Cross-Device Tracking: With customers using multiple devices, tracking the entire customer journey becomes challenging for traditional models, which typically track activity on a single device. This can lead to attribution inaccuracies and incomplete insights.
Real-Time Data: Traditional models rely on historical data, which limits their ability to provide real-time insights. Real-time data is crucial for businesses to make informed marketing decisions in a dynamic environment. The new Google Analytics 4 model utilizes machine learning algorithms to provide real-time insights into the customer journey.

The timeline for phasing out the attribution models is as follows:
May 2023: Linear, Time Decay, First-Click, and Position-Based models will not be available for new conversion actions in Google Analytics 4 properties.

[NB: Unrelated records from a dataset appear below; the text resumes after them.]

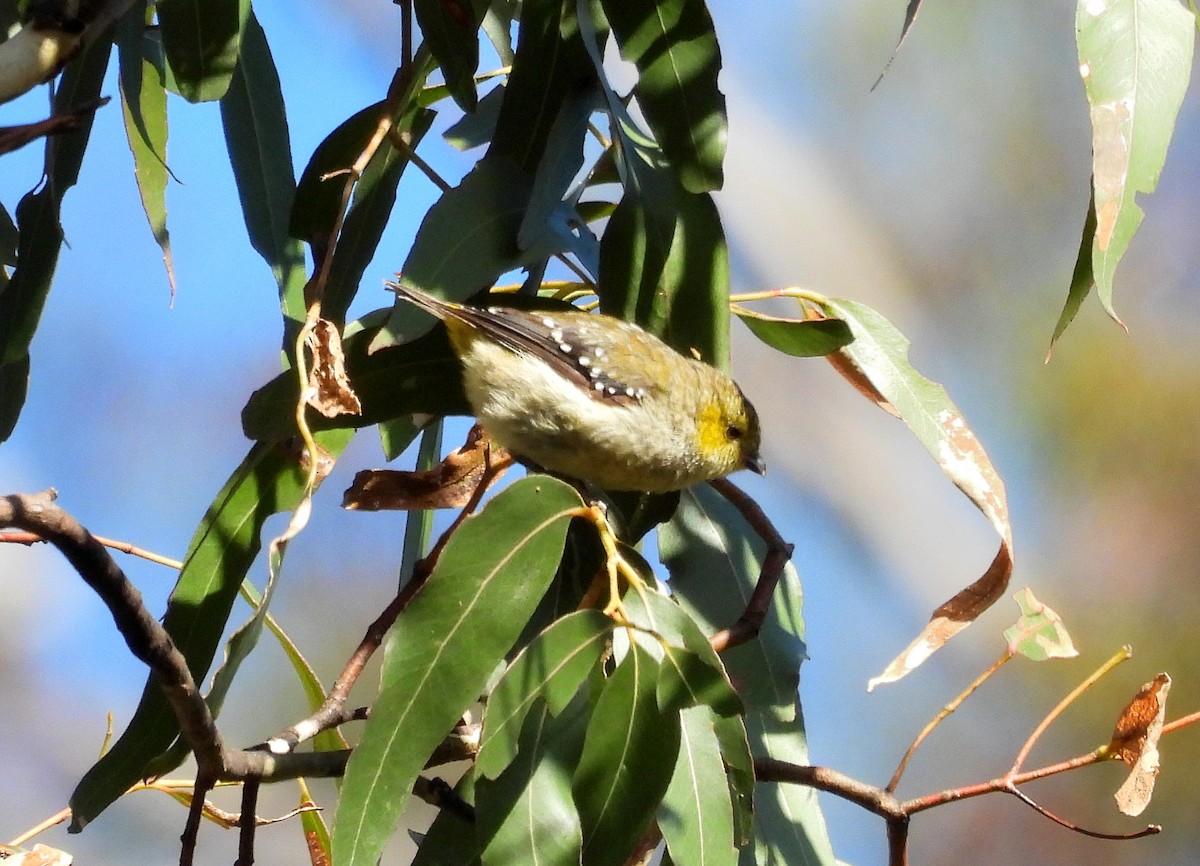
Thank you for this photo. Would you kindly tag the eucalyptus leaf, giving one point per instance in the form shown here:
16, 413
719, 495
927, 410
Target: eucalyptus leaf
444, 645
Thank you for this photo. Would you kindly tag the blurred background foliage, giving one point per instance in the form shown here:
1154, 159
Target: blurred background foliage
951, 198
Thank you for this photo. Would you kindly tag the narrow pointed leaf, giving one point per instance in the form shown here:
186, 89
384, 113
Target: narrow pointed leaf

June 2023: Linear, Time Decay, First-Click, and Position-Based models will not be available for new conversion actions in Google Ads accounts.
September 2023: Google will sunset these four attribution models in both Google Analytics 4 and Google Ads.

Data-driven attribution is considered important because it provides a more accurate representation of the customer journey. It considers the contributions of all touchpoints based on data analysis and machine learning algorithms, rather than relying solely on predefined rules. Data-driven attribution offers more precise and actionable insights into how marketing campaigns influence conversions, allowing marketers to allocate their marketing budgets more effectively. Without data-driven attribution, marketers risk investing in the wrong marketing channels or touchpoints, leading to suboptimal results and lower conversion rates. It is also essential for platforms like Google to ensure relevant ads and campaigns for users to maintain engagement and drive revenue.